It's complicated....
I get what you mean...
As far as my blood family, the only people i have tried to tell about what i go through (well at least part of what i go through) is my mom (who feels guilty and just end up with me trying to make her feel better), and to an extent my sisters who are younger and i've always had to take on a protective parental role for... So i don't want to burden them with what i fear will be their future too.
But as far as they are concerned, i know that they are not capable of giving me the support i need to get through this. I know that they would do nothing more than re-traumatize me. And so i make the choice not to let them into that part of my life (or many others, really). Because the bottom line is that not everyone out there is cut out for understanding mental health issues... probably so blindly caught up in their own, they refuse to reason that the mind could have such an affect on your day to day life.
anyhow,
i am lucky enough to have a second family.

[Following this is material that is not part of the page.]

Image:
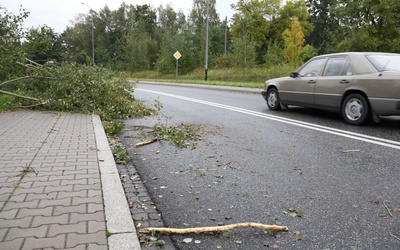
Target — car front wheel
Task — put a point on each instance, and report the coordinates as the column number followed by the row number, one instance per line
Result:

The key components of which are fully aware of my struggles, and are supportive as much as the can be.
one such person is actually my lifeline. She's my counsin. The reason why i manage to get out of bed everyday is because of her. Ironically, she's just as fucked up as i am and has also been labled Agoraphobic... mixed with a bunch of other shit... along the way. We are like two peas in a pod. And for which, I'd think that she'd be more sensitive in her supportiveness. I know that she supports me and knows how hard the struggle is... But i also feel like she pushes me and expects of me far more and far harsher than anyone else. I know a lot of it is because we are so close that we know how to get to each other, and in all reality, she's a rough around the edges type who believes in tough love (she's my mother's age).
Still i wish that she could comfort me in the way she knows i want and need but all but refuses to give me. I know why she wants me to be more productive-- because she can't.
But it doesn't make the conversations easier.
All the same, she's like my grounding force.